La sottoscrizione per il milione di fucili fu chiusa il 20 dicembre 1860 con una rimanenza di cassa di 52.179 lire e 19 centesimi. L’anno successivo fu pubblicato a Milano il Reso conto di tutta la gestione del “Fondo del milione di fucili” diretta dai signori Enrico Besana e Giuseppe Finzi d’immediato incarico del Generale Garibaldi.

Quindi esiste un resoconto di quella raccolta fondi, come esiste un resoconto di tutti i finanziamenti all’impresa dei Mille, resoconto citato su alcuni siti che si occupano di storia. Riporto da uno di questi le parole dello storico Marco Vigna:

Le entrate totali furono di lire 6.201.060,13 e per la maggioranza provennero da cambiali emesse dal governo provvisorio dittatoriale durante la campagna: 5 milioni (l’80 % circa del totale) furono così pagati, coperti dalle ditte genovesi “Parodi” e “C. e Fratelli Rocca”, che a loro volta (con ogni probabilità) furono rimborsate dal Regno di Sardegna. Di fatto, quasi tutto il finanziamento delle spese di guerra provenne da finanziatori genovesi, che erano prestatori presso il governo sardo.

Il denaro tratto in loco, dalla Sicilia o dal Napoletano, fu minimo: giunsero 100.000 lire dalla tesoreria di Sicilia e 41.134,57 ducati dalla segreteria generale della dittatura di Napoli. Furono cifre minime rispetto al totale. Inoltre si noti che le spese suddette non servivano soltanto alla guerra, ma anche al funzionamento della normale macchina statale che la dittatura di Garibaldi aveva rilevata dal precedente governo borbonico e che andava fatta funzionare. Ad esempio, 184.323,44 lire furono spese per ciò che è detto “esercizio politico”, quindi normali costi di pubblica amministrazione. In ogni caso, le somme provenienti dalle finanze siciliane o napoletane furono una parte minimale del totale: il 4 % circa, rispetto all’80 % versato da Genova ovvero dal regno sardo.

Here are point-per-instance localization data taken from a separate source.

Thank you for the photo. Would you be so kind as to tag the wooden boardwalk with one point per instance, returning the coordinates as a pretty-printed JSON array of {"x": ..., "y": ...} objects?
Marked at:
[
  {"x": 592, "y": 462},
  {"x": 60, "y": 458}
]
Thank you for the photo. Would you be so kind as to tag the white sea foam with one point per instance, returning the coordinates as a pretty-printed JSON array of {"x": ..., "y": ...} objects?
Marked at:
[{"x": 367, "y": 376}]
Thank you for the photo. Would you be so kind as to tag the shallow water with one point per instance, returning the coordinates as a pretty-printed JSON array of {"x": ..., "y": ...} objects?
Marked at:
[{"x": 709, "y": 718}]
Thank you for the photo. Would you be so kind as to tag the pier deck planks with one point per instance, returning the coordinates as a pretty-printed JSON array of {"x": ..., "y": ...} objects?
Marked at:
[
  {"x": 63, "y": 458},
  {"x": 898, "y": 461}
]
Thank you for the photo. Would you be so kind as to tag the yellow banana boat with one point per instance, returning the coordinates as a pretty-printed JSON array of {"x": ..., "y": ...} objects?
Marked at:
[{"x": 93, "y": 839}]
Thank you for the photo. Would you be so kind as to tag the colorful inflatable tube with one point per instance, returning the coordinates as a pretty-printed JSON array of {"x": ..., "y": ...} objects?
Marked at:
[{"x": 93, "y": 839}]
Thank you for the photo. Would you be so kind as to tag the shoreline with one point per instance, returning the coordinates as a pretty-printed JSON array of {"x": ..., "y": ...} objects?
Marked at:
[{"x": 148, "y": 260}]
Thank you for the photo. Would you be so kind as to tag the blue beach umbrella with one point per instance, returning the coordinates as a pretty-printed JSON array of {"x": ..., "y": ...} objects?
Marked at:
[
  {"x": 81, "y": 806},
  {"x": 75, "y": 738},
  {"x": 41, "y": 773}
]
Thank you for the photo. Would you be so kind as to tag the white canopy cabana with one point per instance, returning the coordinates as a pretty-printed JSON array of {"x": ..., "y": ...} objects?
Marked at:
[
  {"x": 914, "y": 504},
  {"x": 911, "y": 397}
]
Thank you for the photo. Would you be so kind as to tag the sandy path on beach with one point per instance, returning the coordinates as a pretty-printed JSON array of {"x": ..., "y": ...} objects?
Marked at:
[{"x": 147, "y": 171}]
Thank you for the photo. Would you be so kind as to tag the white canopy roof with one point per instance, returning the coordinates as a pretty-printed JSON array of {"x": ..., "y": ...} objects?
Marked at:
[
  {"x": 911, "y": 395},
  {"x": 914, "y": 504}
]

La campagna si avvalse anche di contributi privati, pari a 851.735,28 lire. Essi giunsero quasi tutti dall’Italia, con una piccola parte proveniente dall’estero: comunità italiane all’estero, RussiaFranciaUsaRegno Unito. I famosi finanziamenti giunti dall’Inghilterra ammontarono in tutto a 49083 lire dall’Inghilterra, quindi circa lo 0,8 % del totale. Il totale dei finanziamenti giunti dall’estero, ma che di fatto comprendevano anche raccolte di emigrati italiani, fu circa del 2 % del totale. Per dare un’idea dell’esiguità del denaro di provenienza estera basti ricordare che, tra i finanziamenti italiani, quello raccolto con la vendita di coccarde tricolori raccolse 16.000 lire! Arrivarono meno soldi dall’Inghilterra di quanti ne siano pervenuti dalla sola Brescia (62.071) o dalla piccola Como (58.710) o Bologna (62.317).

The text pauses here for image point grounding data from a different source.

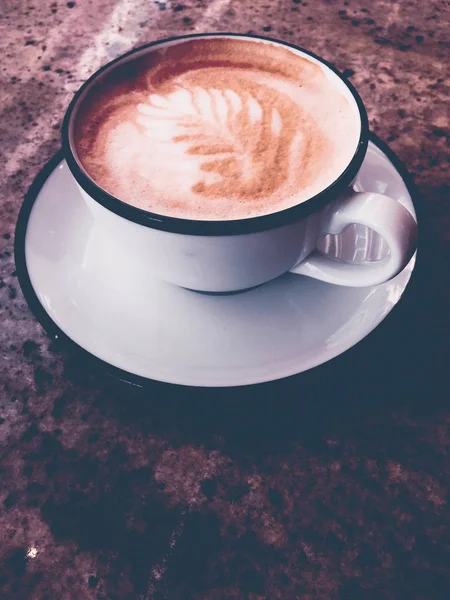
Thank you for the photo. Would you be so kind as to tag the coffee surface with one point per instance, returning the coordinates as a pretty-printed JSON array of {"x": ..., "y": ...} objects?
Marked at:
[{"x": 216, "y": 129}]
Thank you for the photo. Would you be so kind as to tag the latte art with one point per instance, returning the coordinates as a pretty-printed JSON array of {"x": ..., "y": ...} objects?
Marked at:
[{"x": 217, "y": 139}]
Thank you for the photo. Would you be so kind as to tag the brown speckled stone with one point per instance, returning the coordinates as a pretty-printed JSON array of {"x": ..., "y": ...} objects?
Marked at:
[{"x": 329, "y": 486}]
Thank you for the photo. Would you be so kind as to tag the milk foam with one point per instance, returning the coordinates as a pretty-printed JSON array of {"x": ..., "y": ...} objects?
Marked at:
[{"x": 218, "y": 139}]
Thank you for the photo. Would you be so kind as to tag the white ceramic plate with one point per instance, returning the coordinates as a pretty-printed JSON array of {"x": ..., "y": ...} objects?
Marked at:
[{"x": 141, "y": 328}]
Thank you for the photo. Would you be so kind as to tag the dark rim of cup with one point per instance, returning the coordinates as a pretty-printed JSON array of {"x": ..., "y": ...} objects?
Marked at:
[{"x": 223, "y": 227}]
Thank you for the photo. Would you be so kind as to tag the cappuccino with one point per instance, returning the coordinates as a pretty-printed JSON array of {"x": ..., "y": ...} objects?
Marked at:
[{"x": 216, "y": 129}]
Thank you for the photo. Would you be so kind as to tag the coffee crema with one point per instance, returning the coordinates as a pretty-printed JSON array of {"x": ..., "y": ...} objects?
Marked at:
[{"x": 216, "y": 129}]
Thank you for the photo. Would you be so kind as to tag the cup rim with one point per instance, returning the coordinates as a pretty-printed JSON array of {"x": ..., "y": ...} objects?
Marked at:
[{"x": 214, "y": 227}]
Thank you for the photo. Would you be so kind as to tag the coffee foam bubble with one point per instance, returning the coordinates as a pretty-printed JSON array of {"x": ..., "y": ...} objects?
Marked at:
[{"x": 222, "y": 129}]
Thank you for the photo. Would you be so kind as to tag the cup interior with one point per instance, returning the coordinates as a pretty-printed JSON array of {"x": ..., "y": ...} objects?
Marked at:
[{"x": 158, "y": 50}]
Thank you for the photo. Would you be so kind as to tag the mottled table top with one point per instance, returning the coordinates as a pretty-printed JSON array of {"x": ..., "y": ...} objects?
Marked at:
[{"x": 332, "y": 485}]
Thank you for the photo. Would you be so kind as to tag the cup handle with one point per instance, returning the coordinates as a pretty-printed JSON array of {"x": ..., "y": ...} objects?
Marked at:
[{"x": 382, "y": 214}]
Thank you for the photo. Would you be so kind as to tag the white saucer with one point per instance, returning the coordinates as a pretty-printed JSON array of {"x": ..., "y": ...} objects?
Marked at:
[{"x": 142, "y": 328}]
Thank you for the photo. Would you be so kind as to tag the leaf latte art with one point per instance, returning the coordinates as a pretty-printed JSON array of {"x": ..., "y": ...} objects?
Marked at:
[{"x": 216, "y": 142}]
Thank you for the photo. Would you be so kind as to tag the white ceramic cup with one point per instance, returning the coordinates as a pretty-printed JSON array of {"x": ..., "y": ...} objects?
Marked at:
[{"x": 226, "y": 256}]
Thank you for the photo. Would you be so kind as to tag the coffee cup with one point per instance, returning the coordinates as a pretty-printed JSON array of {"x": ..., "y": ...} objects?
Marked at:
[{"x": 220, "y": 160}]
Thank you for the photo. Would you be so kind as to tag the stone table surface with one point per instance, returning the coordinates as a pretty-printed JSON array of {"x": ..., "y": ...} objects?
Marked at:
[{"x": 331, "y": 485}]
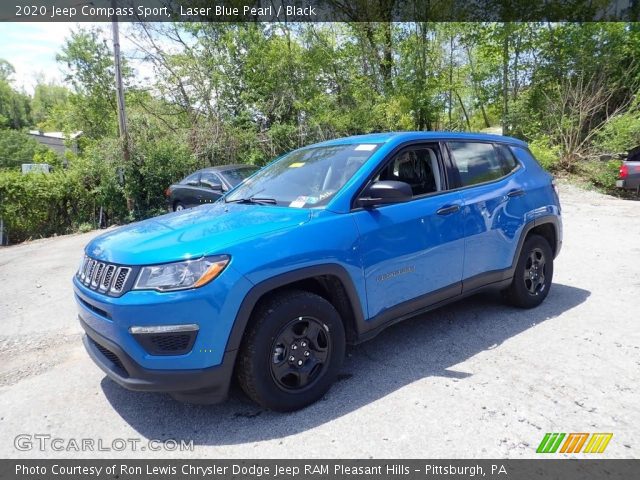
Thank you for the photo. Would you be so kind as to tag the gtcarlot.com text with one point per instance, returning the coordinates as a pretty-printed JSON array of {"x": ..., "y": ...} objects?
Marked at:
[{"x": 43, "y": 442}]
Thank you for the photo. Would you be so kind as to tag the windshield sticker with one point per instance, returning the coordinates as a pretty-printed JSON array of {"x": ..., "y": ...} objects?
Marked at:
[
  {"x": 367, "y": 147},
  {"x": 326, "y": 194},
  {"x": 299, "y": 202}
]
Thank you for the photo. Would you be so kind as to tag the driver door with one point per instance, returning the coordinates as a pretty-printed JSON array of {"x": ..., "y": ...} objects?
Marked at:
[{"x": 412, "y": 253}]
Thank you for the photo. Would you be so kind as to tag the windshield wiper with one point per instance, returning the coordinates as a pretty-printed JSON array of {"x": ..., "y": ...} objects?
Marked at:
[{"x": 255, "y": 201}]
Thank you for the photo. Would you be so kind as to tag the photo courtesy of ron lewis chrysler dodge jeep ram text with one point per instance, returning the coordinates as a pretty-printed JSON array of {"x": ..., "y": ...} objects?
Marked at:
[{"x": 325, "y": 246}]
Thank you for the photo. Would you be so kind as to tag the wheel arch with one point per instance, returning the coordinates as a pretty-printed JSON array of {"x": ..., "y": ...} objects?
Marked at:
[
  {"x": 330, "y": 281},
  {"x": 548, "y": 227}
]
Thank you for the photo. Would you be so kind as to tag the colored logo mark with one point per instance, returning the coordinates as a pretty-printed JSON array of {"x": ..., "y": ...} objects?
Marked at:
[{"x": 573, "y": 442}]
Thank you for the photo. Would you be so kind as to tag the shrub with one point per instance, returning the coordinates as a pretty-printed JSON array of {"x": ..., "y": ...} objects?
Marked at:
[
  {"x": 600, "y": 174},
  {"x": 619, "y": 134},
  {"x": 548, "y": 155},
  {"x": 40, "y": 205}
]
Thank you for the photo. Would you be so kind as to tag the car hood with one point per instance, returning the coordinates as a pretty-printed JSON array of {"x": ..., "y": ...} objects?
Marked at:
[{"x": 208, "y": 229}]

Ecco, nelle 62.317 lire raccolte a Bologna c’erano anche soldi del mio lontano avo salumiere, nipote di noto martire. L’ipotesi che ci siano dei soldi provenienti dalla massoneria britannica non ha alcuna prova a supporto se non le parole di uno storico e di alcuni massoni, i resoconti non presentano tracce di questi fantomatici tre milioni di franchi in piastre d’oro.

Come sia possibile che negli ultimi tredici anni tante testate giornalistiche italiane abbiano riportato la notizia acriticamente, senza che nessuno degli autori degli articoli abbia mai approfondito la questione, è la dimostrazione pratica che a nessuno interessa più informare ma solo accalappiare il lettore quel tanto che basta a fargli vedere la pubblicità sul sito o acquistare una copia del cartaceo.

Curiosamente, oltre ad alcune testate giornalistiche, gli altri che spacciano la notizia per sicura e affidabile sono siti come: DataBase Italia, I Nuovi Vespri, e tanti di quelli legati ai movimenti neoborbonici con cui ci siamo scontrati in passato.

Non credo di poter aggiungere altro.